Ikan gabus (Channa striata Bloch) merupakan salah satu jenis komoditas perairan tawar yang hidup di perairan sungai utama, sungai mati, danau, rawa banjiran, yang merupakan rawa hutan,rawang dan lebung atau cekungan di daerah rawa (Utomo et al, 1992), dan tersebar di Indonesia, seperti Sungai Musi Sumatera Selatan, Kalimantan Selatan, Papua, Jawa Timur dan maupun dibeberapa daerah lainnya di Indonesia.
Daerah
rawa banjiran merupakan salah satu tipe ekosistem yng produktif bagi perikanan
air tawar (welcomme, 1985). Pada perairan rawa banjiran tinggi air (volume air)
sangat bervariasi sepanjang tahun, karena dipengaruhi oleh musim hujan. Pada
saat musim kemarau volume air kecil hanya tinggal di sungai utama,
cekungan-cekungan tanah (lebung) dan danau. Pada saat musim penghujan air
meluap menutupi permukaan tanah dapat mencapai 3-4 meter. Keadaan ini akan
mempengaruhi sifat biologi dan ekologi pada daerah tersebut. Pada musim
kemarauikan tinggal di cekungan-cekungan tanah (lebung), danau dan sungai
utama, sedangkan pada saat air banjir ikan menyebar keseluruh penjuru perairan.
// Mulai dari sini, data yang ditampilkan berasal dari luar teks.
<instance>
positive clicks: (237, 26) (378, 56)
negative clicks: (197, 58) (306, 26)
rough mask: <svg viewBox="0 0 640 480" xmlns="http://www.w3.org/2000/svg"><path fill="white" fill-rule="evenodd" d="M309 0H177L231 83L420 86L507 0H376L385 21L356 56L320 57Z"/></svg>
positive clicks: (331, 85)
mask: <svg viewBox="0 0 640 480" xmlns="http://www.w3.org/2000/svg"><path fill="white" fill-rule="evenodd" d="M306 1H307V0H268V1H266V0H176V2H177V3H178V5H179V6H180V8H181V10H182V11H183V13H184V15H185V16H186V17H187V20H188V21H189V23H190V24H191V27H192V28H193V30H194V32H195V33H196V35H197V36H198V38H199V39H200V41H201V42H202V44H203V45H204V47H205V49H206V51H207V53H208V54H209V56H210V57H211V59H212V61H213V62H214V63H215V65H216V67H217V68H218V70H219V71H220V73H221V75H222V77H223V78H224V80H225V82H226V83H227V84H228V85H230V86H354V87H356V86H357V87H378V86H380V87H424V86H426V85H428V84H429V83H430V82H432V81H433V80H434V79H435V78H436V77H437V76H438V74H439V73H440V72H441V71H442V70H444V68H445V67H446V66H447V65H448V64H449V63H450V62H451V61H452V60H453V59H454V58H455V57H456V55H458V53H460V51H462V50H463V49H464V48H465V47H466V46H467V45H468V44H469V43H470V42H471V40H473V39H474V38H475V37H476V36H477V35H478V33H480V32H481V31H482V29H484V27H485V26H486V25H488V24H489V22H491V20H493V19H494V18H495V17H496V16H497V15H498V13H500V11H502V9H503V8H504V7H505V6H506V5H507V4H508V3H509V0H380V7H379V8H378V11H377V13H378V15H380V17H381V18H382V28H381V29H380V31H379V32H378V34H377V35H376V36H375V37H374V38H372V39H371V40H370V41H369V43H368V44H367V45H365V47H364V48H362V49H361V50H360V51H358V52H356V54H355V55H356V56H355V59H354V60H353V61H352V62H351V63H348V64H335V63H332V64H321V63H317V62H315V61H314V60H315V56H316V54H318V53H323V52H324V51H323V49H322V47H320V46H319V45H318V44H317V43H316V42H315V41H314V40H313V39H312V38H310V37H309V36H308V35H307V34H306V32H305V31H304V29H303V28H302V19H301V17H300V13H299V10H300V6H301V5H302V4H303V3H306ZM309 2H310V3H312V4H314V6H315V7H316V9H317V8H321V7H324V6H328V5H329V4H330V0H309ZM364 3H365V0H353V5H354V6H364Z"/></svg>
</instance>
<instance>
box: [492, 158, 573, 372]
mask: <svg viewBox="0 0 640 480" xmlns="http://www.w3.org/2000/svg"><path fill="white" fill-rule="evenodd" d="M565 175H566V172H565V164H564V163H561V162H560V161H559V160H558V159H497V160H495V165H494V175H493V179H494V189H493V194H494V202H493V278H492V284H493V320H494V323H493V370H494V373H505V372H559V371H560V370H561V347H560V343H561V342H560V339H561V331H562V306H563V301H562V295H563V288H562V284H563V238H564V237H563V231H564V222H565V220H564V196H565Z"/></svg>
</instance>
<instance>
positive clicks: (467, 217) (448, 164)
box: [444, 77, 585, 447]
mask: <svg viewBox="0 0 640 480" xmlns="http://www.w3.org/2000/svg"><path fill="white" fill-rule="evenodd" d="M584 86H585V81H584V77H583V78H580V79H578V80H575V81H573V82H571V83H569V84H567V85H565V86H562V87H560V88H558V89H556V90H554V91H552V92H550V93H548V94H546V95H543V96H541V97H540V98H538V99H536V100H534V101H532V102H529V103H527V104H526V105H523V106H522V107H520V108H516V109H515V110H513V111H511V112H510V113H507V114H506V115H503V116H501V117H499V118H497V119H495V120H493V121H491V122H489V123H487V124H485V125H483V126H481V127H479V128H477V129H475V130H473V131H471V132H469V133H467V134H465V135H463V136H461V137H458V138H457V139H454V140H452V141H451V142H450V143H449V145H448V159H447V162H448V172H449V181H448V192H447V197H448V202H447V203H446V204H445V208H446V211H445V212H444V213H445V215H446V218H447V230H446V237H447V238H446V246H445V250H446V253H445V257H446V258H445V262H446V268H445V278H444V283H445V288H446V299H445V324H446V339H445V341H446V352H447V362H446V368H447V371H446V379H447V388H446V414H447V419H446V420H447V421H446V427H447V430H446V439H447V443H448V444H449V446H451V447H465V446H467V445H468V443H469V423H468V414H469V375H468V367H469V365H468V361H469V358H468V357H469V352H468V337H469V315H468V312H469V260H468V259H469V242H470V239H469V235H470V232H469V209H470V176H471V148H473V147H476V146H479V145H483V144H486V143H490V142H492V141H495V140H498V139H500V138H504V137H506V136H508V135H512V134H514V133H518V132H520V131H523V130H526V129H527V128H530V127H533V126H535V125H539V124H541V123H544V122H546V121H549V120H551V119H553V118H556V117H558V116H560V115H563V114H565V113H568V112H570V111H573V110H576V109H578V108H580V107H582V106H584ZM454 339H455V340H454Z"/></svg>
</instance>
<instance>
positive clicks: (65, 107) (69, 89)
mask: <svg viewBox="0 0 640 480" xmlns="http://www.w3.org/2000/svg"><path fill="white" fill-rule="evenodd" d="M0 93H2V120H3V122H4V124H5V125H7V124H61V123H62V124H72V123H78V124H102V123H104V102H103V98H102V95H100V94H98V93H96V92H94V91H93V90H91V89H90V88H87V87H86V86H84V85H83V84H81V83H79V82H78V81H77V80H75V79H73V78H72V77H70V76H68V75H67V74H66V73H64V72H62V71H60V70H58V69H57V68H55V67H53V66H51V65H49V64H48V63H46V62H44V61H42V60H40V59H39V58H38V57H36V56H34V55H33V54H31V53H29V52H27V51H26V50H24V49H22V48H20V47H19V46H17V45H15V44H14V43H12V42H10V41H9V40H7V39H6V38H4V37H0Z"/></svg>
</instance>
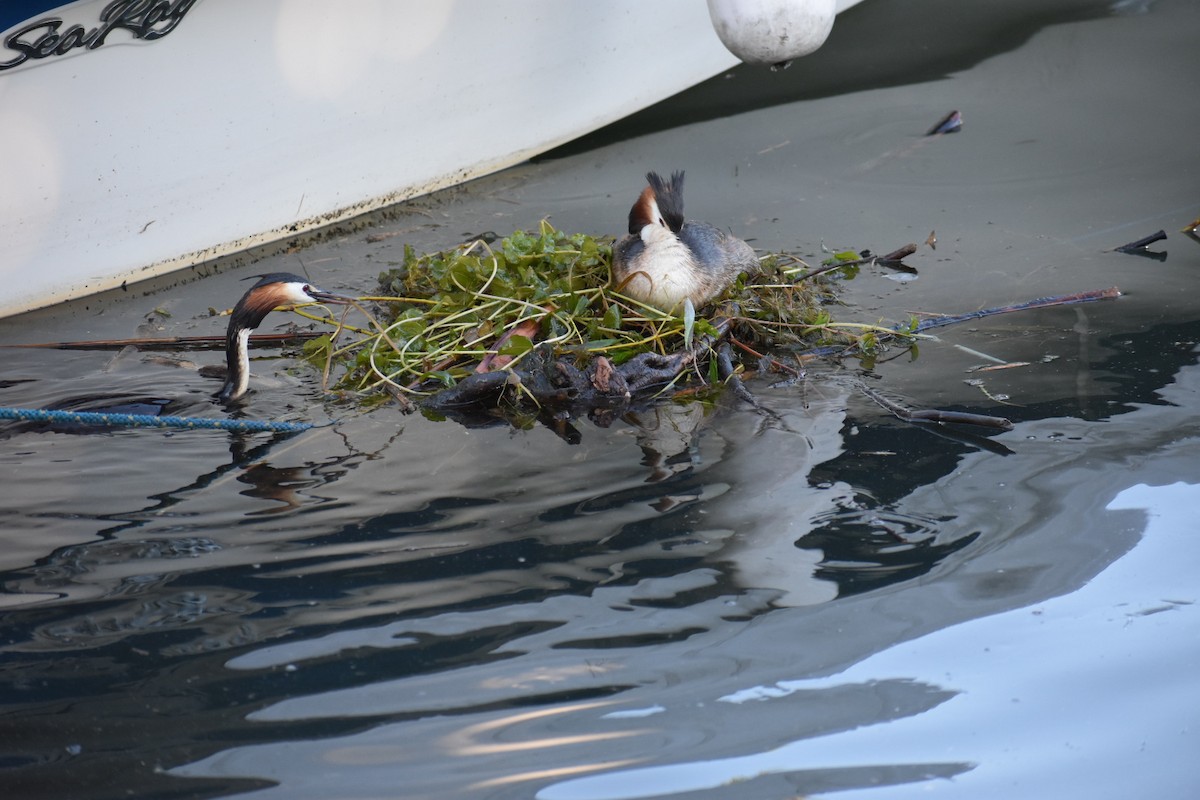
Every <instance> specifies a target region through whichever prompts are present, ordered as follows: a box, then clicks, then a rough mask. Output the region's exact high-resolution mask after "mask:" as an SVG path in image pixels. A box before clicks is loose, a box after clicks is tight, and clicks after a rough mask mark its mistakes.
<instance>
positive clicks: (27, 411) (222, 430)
mask: <svg viewBox="0 0 1200 800" xmlns="http://www.w3.org/2000/svg"><path fill="white" fill-rule="evenodd" d="M0 420H25V421H29V422H58V423H64V422H66V423H74V425H107V426H114V427H134V428H184V429H193V431H194V429H218V431H234V432H238V433H258V432H262V431H271V432H276V433H298V432H300V431H307V429H308V428H311V427H312V423H311V422H271V421H260V420H216V419H210V417H203V416H152V415H150V414H101V413H98V411H64V410H58V409H43V408H0Z"/></svg>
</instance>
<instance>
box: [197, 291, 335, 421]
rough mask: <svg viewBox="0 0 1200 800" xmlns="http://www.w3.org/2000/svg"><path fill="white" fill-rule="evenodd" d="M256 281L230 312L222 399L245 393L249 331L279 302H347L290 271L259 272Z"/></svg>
mask: <svg viewBox="0 0 1200 800" xmlns="http://www.w3.org/2000/svg"><path fill="white" fill-rule="evenodd" d="M258 278H259V279H258V283H256V284H254V285H252V287H251V288H250V290H248V291H246V294H244V295H242V296H241V300H239V301H238V305H236V306H234V307H233V313H232V314H229V327H228V330H227V332H226V362H227V363H228V365H229V374H228V377H227V378H226V383H224V386H222V387H221V391H220V392H217V395H216V397H217V399H220V401H221V402H222V403H232V402H234V401H238V399H240V398H241V397H242V396H245V393H246V390H247V389H248V386H250V353H248V351H247V347H248V341H250V333H251V331H253V330H254V329H256V327H258V326H259V325H260V324H262V323H263V318H264V317H266V315H268V314H269V313H271V312H272V311H274V309H275V308H278V307H280V306H290V305H299V303H305V302H329V303H335V305H346V303H347V302H349V297H343V296H341V295H336V294H330V293H328V291H322V290H320V289H318V288H316V287H313V285H312V284H311V283H308V281H307V279H305V278H302V277H300V276H299V275H292V273H290V272H271V273H270V275H263V276H258Z"/></svg>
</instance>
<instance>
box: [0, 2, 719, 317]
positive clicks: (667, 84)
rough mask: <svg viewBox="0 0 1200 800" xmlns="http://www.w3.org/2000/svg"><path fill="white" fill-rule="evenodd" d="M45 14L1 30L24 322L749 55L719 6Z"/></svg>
mask: <svg viewBox="0 0 1200 800" xmlns="http://www.w3.org/2000/svg"><path fill="white" fill-rule="evenodd" d="M31 5H32V6H36V5H37V4H36V2H34V4H30V2H26V4H24V6H26V7H28V6H31ZM42 5H43V6H46V7H47V10H46V11H44V13H42V14H36V16H34V17H25V19H23V20H17V22H19V23H20V24H16V26H10V28H7V29H5V32H4V34H2V35H0V138H2V144H4V148H2V152H4V154H5V155H4V160H2V161H0V242H2V246H0V278H2V279H4V281H5V285H6V291H5V293H2V295H0V317H4V315H11V314H16V313H20V312H23V311H29V309H32V308H37V307H41V306H47V305H52V303H56V302H60V301H64V300H70V299H74V297H79V296H84V295H88V294H92V293H96V291H101V290H106V289H112V288H116V287H120V285H122V284H126V283H132V282H136V281H139V279H144V278H149V277H154V276H158V275H163V273H167V272H170V271H173V270H178V269H181V267H186V266H192V265H196V264H199V263H203V261H206V260H209V259H212V258H216V257H220V255H223V254H228V253H233V252H238V251H241V249H245V248H247V247H252V246H256V245H259V243H264V242H269V241H274V240H280V239H284V237H287V236H289V235H294V234H295V233H299V231H302V230H308V229H313V228H317V227H320V225H325V224H329V223H332V222H337V221H341V219H346V218H349V217H352V216H355V215H359V213H362V212H365V211H370V210H372V209H377V207H382V206H385V205H388V204H391V203H396V201H398V200H404V199H407V198H412V197H416V196H420V194H424V193H427V192H431V191H433V190H437V188H442V187H445V186H450V185H454V184H457V182H461V181H463V180H467V179H470V178H474V176H478V175H482V174H486V173H490V172H494V170H497V169H500V168H504V167H506V166H510V164H514V163H517V162H520V161H523V160H526V158H528V157H530V156H533V155H536V154H539V152H544V151H546V150H548V149H551V148H553V146H556V145H558V144H560V143H564V142H568V140H570V139H572V138H576V137H578V136H581V134H584V133H587V132H589V131H593V130H595V128H598V127H600V126H602V125H605V124H607V122H611V121H613V120H617V119H619V118H622V116H625V115H628V114H630V113H632V112H635V110H638V109H641V108H644V107H647V106H650V104H652V103H654V102H656V101H659V100H662V98H664V97H667V96H670V95H672V94H674V92H678V91H680V90H683V89H685V88H688V86H691V85H694V84H695V83H697V82H700V80H703V79H706V78H708V77H710V76H713V74H716V73H718V72H720V71H721V70H725V68H728V67H731V66H733V65H734V64H736V62H737V60H736V58H734V56H733V55H732V54H731V53H728V52H727V50H726V49H725V48H724V47H722V46H721V43H720V41H719V40H718V37H716V34H715V32H714V31H713V29H712V25H710V23H709V18H708V12H707V8H706V6H704V2H702V1H701V0H670V1H667V0H655V1H654V2H642V1H641V0H617V1H612V0H610V1H606V2H592V1H583V0H580V1H572V2H564V1H562V0H524V1H523V2H496V1H490V0H460V1H457V2H450V1H449V0H442V1H438V2H431V1H428V0H343V1H341V2H329V1H328V0H254V2H244V1H239V0H121V1H118V2H112V1H110V0H85V1H82V2H74V4H68V5H67V6H65V7H52V6H54V5H55V4H53V2H44V4H42ZM138 12H140V13H142V16H140V17H138ZM5 13H6V12H4V11H2V10H0V26H4V25H6V24H8V23H14V19H13V14H14V13H16V12H13V11H10V12H7V13H8V18H5V16H4V14H5ZM106 13H107V14H108V20H109V22H108V23H107V25H108V28H104V24H103V23H102V19H104V17H102V16H103V14H106ZM120 13H124V14H126V18H125V19H124V22H122V24H115V25H114V24H113V19H114V18H115V17H114V14H120ZM172 14H174V16H172ZM43 18H44V19H59V20H61V22H60V24H59V25H58V26H56V28H55V26H54V25H50V24H43V25H41V26H38V25H36V23H37V22H38V20H40V19H43ZM122 25H124V26H122ZM139 25H140V28H139ZM154 34H158V36H157V38H154V40H152V41H146V38H150V36H152V35H154ZM139 35H143V36H144V37H143V38H139V37H138V36H139ZM88 36H91V37H92V38H91V40H88ZM97 40H102V43H100V44H98V46H96V41H97ZM72 44H74V47H72ZM89 44H91V46H92V47H89Z"/></svg>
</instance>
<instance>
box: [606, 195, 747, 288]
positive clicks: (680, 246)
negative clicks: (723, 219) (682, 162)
mask: <svg viewBox="0 0 1200 800" xmlns="http://www.w3.org/2000/svg"><path fill="white" fill-rule="evenodd" d="M646 180H647V181H649V186H647V187H646V188H644V190H642V193H641V196H640V197H638V198H637V201H636V203H634V207H632V209H630V211H629V233H628V234H626V235H625V236H622V237H620V240H619V241H618V242H617V243H616V245H614V246H613V248H612V277H613V282H614V283H616V285H617V287H618V290H619V291H622V293H624V294H626V295H629V296H630V297H632V299H634V300H637V301H641V302H644V303H647V305H649V306H654V307H656V308H661V309H662V311H667V312H673V311H677V309H678V308H679V307H680V306H684V307H686V305H688V303H691V306H692V307H694V308H692V312H694V309H695V308H700V307H701V306H703V305H704V303H707V302H708V301H709V300H713V299H714V297H716V295H719V294H721V291H724V290H725V288H726V287H727V285H730V283H731V282H732V281H733V278H736V277H737V276H738V275H739V273H740V272H745V271H748V270H752V269H755V267H756V266H757V265H758V259H757V258H756V257H755V254H754V249H752V248H751V247H750V245H748V243H745V242H744V241H742V240H740V239H738V237H737V236H732V235H730V234H727V233H725V231H724V230H721V229H719V228H715V227H713V225H710V224H708V223H706V222H691V221H688V222H684V218H683V173H682V172H679V173H674V174H672V175H671V181H670V182H667V181H664V180H662V178H661V176H659V174H658V173H648V174H647V175H646Z"/></svg>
Fungsi vegetasi di perairan rawa pada saat air besar sebagai tempat mencari
makanan bagi ikan dan sebagai tempat asuhan serta sebagai tempat untuk
melekatkan telur bagi ikan-ikan yang sedang memijah, puncak musim pemijahan
umumnya terjadi pada awal musim penghujan (Utomo et al, 1992; MRG, 1994).
BIOLOGI IKAN GABUS
2.1. Morfologi
Berdasarkan Kottelat et al. (1993),
Syafei,et al. (1995); ICLARM (2002), ikan gabus (gambar dibawah ini) di
kelompok ke dalam ordo Pleuronecti formes dan famili Channidae mempunyai
ciri-ciri seluruh tubuh dan kepala ditutupi sisik sikloid dan stenoid. Bentuk
badan hampir undar di bagian depan dan piph tegak ke arah belakang sehingga
disebut ikan berkepala ular (snakedhead). Ikan ini mampu menghirup udara dari
sungai atmosfer karena memiliki organ napas tambahan pada bagian atas
insangnya. Hal ini juga yang memuat ikan tersebut mampu bergerak dalam jarak
jauh pada musim kemarau untuk mencari sumber air.
2.2. Distribusi
Berdasarkan FAO (2002) dan Allington
(2002), ikan gabus mempunyai distribusi yang luas dari China hingga India dan
Srilangka, kemudian India Timur dan Philipina, juga Nepal, Burma, Pakistan,
Banglades, Singapura, Malaysia dan dan Jawa). Indonesia (Sumatera, Kalimantan).
2.3. Ukuran dan Habitat
Menurut Allington (2002), di alam panjang
ikan gabus dapat mencapai 1 meter dengan ukuran rata-rata mencapai antara 60-75
cm. Panjang larva sekitar 3,5 mm, pasacalarva setelah 4 minggu dengan panjang
antara 10-20 mm, setelah 6 minggu ikan mempunyai ukuran 4-5 cm.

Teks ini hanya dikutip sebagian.